The Olympic Trials for the 1964 Team were scheduled for Winnipeg in December 1963. Only two men and two women would make the team. I was not considered to be a candidate, but I decided I would train to the best of my ability and see what could happen. Part of my training involved cycling (at a time when it was not “cool” for teenage girls to cycle). I did lots of running, including running the hill at the old garbage dump (Winnipeg does not have a lot of hills). In the Fall I looked for a slough or pond that had frozen, so I could get on my skates. I was surprised and truly excited to earn a spot on my first Olympic Team! Our team included two men ages 30 and 36, and two women — one age 32 and me at 16.

At 16 years of age I was the youngest speed skater competing in Innsbruck. At that time women skated four distances: 500m, 1000m, 1500m, and 3000m. The 5000m is included today, but originally it was thought that 5000m was much too strenuous a race for women! Because Canada did not have the luxury of having specialists at different distances, I competed in all 4 distances. I was extremely proud to place eighth in the 3000m.

The Olympic Trials for the 1968 Team were scheduled for December 1967 again in Winnipeg during the week between Christmas and New Year. Unfortunately the temperature dipped to -40 at night that week, but the trials went on. This time there were four men and three women named to the team, plus a coach. At the previous Olympics we did not have a coach, but the President of the Canadian Speed Skating Association accompanied us as a manager. I was very fortunate that the older skaters were extremely helpful to me.

I competed at time when we did not have the supports such as physiotherapist, nutritionist, or sport psychologist. It was the “Bank of Mom and Dad” which financed most of my travel and competitions. I chose to retire at the age of 21. I was looking forward to completing my university degree and starting a
teaching career. At that stage athletes didn’t have the kind of sponsorship support they have today, so it was difficult to continue athletic careers as long!

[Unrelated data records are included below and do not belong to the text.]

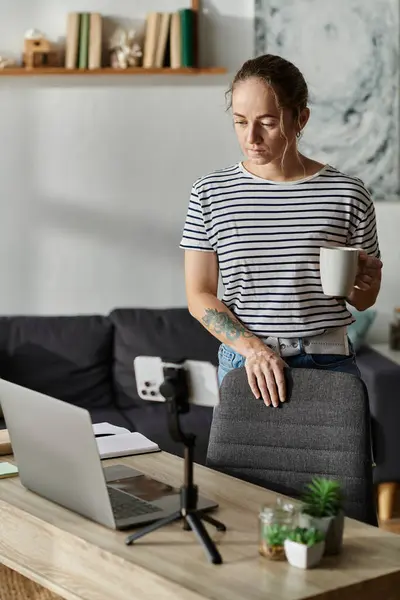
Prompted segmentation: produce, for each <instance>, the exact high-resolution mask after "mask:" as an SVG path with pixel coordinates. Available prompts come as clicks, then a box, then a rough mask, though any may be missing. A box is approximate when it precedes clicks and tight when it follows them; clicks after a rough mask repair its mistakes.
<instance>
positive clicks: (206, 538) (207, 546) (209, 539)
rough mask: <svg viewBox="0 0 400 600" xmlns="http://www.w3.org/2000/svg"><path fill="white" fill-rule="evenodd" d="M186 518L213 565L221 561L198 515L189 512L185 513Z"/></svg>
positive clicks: (217, 551) (189, 524) (220, 557)
mask: <svg viewBox="0 0 400 600" xmlns="http://www.w3.org/2000/svg"><path fill="white" fill-rule="evenodd" d="M186 520H187V521H188V523H189V525H190V527H191V529H192V531H193V532H194V533H195V534H196V537H197V539H198V540H199V542H200V543H201V544H202V545H203V548H204V550H205V551H206V553H207V556H208V558H209V560H210V561H211V562H212V563H213V564H214V565H220V564H221V563H222V558H221V555H220V553H219V552H218V550H217V547H216V545H215V544H214V542H213V541H212V539H211V538H210V536H209V535H208V531H207V529H206V528H205V527H204V525H203V523H202V522H201V519H200V517H198V516H197V514H195V513H189V514H187V515H186Z"/></svg>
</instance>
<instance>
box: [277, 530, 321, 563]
mask: <svg viewBox="0 0 400 600" xmlns="http://www.w3.org/2000/svg"><path fill="white" fill-rule="evenodd" d="M284 545H285V554H286V558H287V560H288V562H289V563H290V564H291V565H292V566H293V567H298V568H299V569H310V568H311V567H315V566H316V565H317V564H318V563H319V562H320V561H321V558H322V555H323V553H324V549H325V536H324V534H323V532H322V531H319V530H318V529H315V528H314V527H311V528H310V529H306V528H304V527H296V529H293V530H292V531H290V532H289V533H288V535H287V538H286V539H285V542H284Z"/></svg>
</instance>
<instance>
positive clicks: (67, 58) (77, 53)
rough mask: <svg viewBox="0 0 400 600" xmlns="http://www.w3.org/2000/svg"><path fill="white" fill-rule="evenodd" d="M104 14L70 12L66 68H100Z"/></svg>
mask: <svg viewBox="0 0 400 600" xmlns="http://www.w3.org/2000/svg"><path fill="white" fill-rule="evenodd" d="M102 27H103V22H102V16H101V15H100V14H99V13H76V12H75V13H69V15H68V18H67V35H66V48H65V67H66V69H99V68H100V67H101V55H102Z"/></svg>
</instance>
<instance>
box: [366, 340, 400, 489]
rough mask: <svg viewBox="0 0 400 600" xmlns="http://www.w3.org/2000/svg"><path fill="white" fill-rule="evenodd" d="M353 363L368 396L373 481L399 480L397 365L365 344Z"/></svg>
mask: <svg viewBox="0 0 400 600" xmlns="http://www.w3.org/2000/svg"><path fill="white" fill-rule="evenodd" d="M357 364H358V367H359V369H360V371H361V376H362V379H363V380H364V382H365V384H366V386H367V389H368V396H369V404H370V411H371V417H372V434H373V440H374V455H375V463H376V466H375V468H374V482H375V483H376V484H379V483H386V482H396V483H400V435H399V431H400V366H399V365H398V364H396V363H394V362H393V361H391V360H390V359H388V358H386V357H385V356H383V355H382V354H379V353H378V352H376V351H375V350H373V349H372V348H371V347H370V346H368V345H365V346H363V347H362V348H360V350H359V351H358V352H357Z"/></svg>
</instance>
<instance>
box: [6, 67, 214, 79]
mask: <svg viewBox="0 0 400 600" xmlns="http://www.w3.org/2000/svg"><path fill="white" fill-rule="evenodd" d="M224 73H226V69H225V68H223V67H209V68H187V67H182V68H179V69H168V68H161V69H156V68H150V69H145V68H143V67H135V68H130V69H112V68H111V67H105V68H102V69H92V70H89V69H65V68H64V67H44V68H36V69H25V68H23V67H15V68H12V67H10V68H6V69H0V77H2V76H3V77H34V76H36V77H37V76H41V75H45V76H49V75H57V76H58V75H61V76H71V75H85V76H94V75H112V76H114V75H117V76H123V75H125V76H127V75H195V76H197V75H222V74H224Z"/></svg>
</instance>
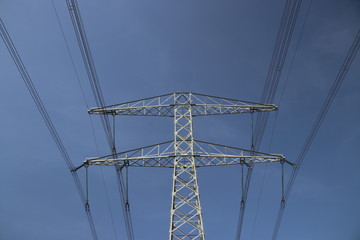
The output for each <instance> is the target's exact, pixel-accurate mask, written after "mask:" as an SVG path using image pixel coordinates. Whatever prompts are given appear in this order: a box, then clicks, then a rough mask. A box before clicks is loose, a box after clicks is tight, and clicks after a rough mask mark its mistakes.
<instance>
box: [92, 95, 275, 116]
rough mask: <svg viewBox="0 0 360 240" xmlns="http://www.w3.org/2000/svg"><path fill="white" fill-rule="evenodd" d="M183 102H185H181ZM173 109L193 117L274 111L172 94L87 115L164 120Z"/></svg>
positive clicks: (242, 105)
mask: <svg viewBox="0 0 360 240" xmlns="http://www.w3.org/2000/svg"><path fill="white" fill-rule="evenodd" d="M182 98H183V99H184V101H183V102H182V101H181V100H182ZM176 105H187V106H191V109H192V110H191V112H192V116H203V115H222V114H235V113H251V112H265V111H274V110H277V107H276V106H275V105H272V104H260V103H253V102H246V101H240V100H234V99H229V98H220V97H214V96H209V95H203V94H198V93H171V94H166V95H161V96H157V97H152V98H145V99H141V100H137V101H131V102H126V103H121V104H116V105H111V106H107V107H102V108H92V109H90V110H89V113H90V114H108V115H132V116H167V117H174V107H175V106H176Z"/></svg>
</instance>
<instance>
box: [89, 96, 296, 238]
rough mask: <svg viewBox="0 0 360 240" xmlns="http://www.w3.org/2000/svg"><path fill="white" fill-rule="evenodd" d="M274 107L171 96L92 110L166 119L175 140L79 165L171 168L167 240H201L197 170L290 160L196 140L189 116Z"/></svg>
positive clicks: (125, 151) (143, 99)
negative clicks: (169, 195)
mask: <svg viewBox="0 0 360 240" xmlns="http://www.w3.org/2000/svg"><path fill="white" fill-rule="evenodd" d="M276 109H277V107H276V106H275V105H270V104H259V103H251V102H245V101H239V100H234V99H227V98H219V97H213V96H208V95H202V94H196V93H171V94H166V95H161V96H157V97H152V98H146V99H141V100H137V101H131V102H127V103H121V104H117V105H111V106H107V107H102V108H92V109H90V110H89V113H90V114H100V115H101V114H108V115H132V116H166V117H173V118H174V140H172V141H168V142H163V143H160V144H155V145H151V146H147V147H142V148H137V149H133V150H129V151H125V152H117V153H115V154H111V155H108V156H103V157H98V158H90V159H87V160H86V161H84V163H83V165H82V166H89V165H96V166H97V165H99V166H117V167H124V166H136V167H164V168H173V185H172V186H173V187H172V194H171V197H172V201H171V211H170V232H169V239H170V240H175V239H177V240H183V239H199V240H205V233H204V227H203V217H202V212H201V205H200V195H199V186H198V181H197V175H196V168H198V167H208V166H223V165H246V166H247V167H250V168H251V167H252V165H253V164H255V163H267V162H280V163H282V165H283V163H284V162H287V163H289V164H291V165H292V163H290V162H288V161H287V160H286V159H285V158H284V156H282V155H274V154H266V153H260V152H255V151H251V150H245V149H240V148H235V147H229V146H224V145H220V144H214V143H209V142H204V141H199V140H195V139H194V134H193V117H194V116H204V115H222V114H236V113H254V112H266V111H274V110H276Z"/></svg>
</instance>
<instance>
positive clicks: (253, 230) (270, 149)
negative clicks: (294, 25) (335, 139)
mask: <svg viewBox="0 0 360 240" xmlns="http://www.w3.org/2000/svg"><path fill="white" fill-rule="evenodd" d="M312 3H313V0H310V3H309V5H308V7H307V10H306V14H305V18H304V21H303V24H302V27H301V30H300V35H299V38H298V39H297V43H296V46H295V51H294V55H293V56H292V59H291V61H290V64H289V70H288V72H287V75H286V77H285V83H284V85H283V88H282V90H281V93H280V97H279V102H278V104H277V105H278V107H279V110H280V111H281V107H280V106H281V103H282V99H283V96H284V92H285V89H286V87H287V84H288V82H289V78H290V73H291V72H292V69H293V66H294V61H295V58H296V56H297V53H298V50H299V46H300V42H301V39H302V37H303V33H304V29H305V26H306V23H307V20H308V17H309V13H310V9H311V7H312ZM279 110H278V111H277V112H276V113H275V119H274V122H273V126H272V131H271V138H270V146H269V150H268V152H271V145H272V140H273V137H274V132H275V128H276V124H277V117H278V114H279ZM266 171H267V166H265V170H264V174H263V176H262V184H261V187H260V197H259V200H258V203H257V208H256V214H255V220H254V224H253V227H252V232H251V238H253V236H254V229H255V225H256V221H257V216H258V211H259V205H260V202H261V199H262V191H263V187H264V182H265V175H266Z"/></svg>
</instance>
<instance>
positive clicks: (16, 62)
mask: <svg viewBox="0 0 360 240" xmlns="http://www.w3.org/2000/svg"><path fill="white" fill-rule="evenodd" d="M0 33H1V34H0V35H1V37H2V39H3V40H4V42H5V45H6V47H7V49H8V51H9V53H10V55H11V57H12V59H13V60H14V62H15V65H16V67H17V68H18V70H19V72H20V74H21V77H22V78H23V80H24V83H25V85H26V87H27V89H28V90H29V92H30V94H31V97H32V99H33V100H34V102H35V104H36V107H37V108H38V110H39V112H40V114H41V117H42V118H43V120H44V122H45V124H46V126H47V128H48V130H49V132H50V134H51V136H52V138H53V140H54V142H55V144H56V146H57V147H58V149H59V151H60V153H61V155H62V157H63V159H64V160H65V163H66V165H67V166H68V168H69V170H70V172H71V175H72V177H73V180H74V183H75V186H76V188H77V190H78V192H79V195H80V199H81V201H82V203H83V205H84V208H85V211H86V215H87V218H88V221H89V225H90V229H91V233H92V236H93V239H94V240H97V239H98V238H97V234H96V230H95V225H94V221H93V218H92V215H91V212H90V206H89V204H88V202H87V201H86V196H85V193H84V189H83V188H82V185H81V183H80V179H79V177H78V175H77V173H76V172H75V171H73V170H74V165H73V163H72V161H71V159H70V157H69V154H68V153H67V151H66V149H65V146H64V144H63V143H62V141H61V139H60V136H59V134H58V133H57V131H56V129H55V127H54V125H53V123H52V121H51V118H50V116H49V114H48V112H47V110H46V108H45V106H44V104H43V102H42V100H41V98H40V96H39V94H38V92H37V91H36V88H35V86H34V84H33V82H32V80H31V78H30V76H29V74H28V72H27V70H26V68H25V66H24V64H23V62H22V60H21V58H20V56H19V54H18V52H17V50H16V48H15V45H14V43H13V42H12V40H11V38H10V35H9V33H8V31H7V29H6V28H5V25H4V23H3V21H2V20H1V18H0Z"/></svg>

​I encourage young people to participate in a variety of different sports because the skill and fitness required in each sport enhances the skill and fitness required in other sports. Our kids, Jason & Jennifer, participated in many sports and enjoyed support and opportunity in University and National team programs.

Belief is important, so “Dream big dreams!” Somebody will make the Olympic Team – why not you?!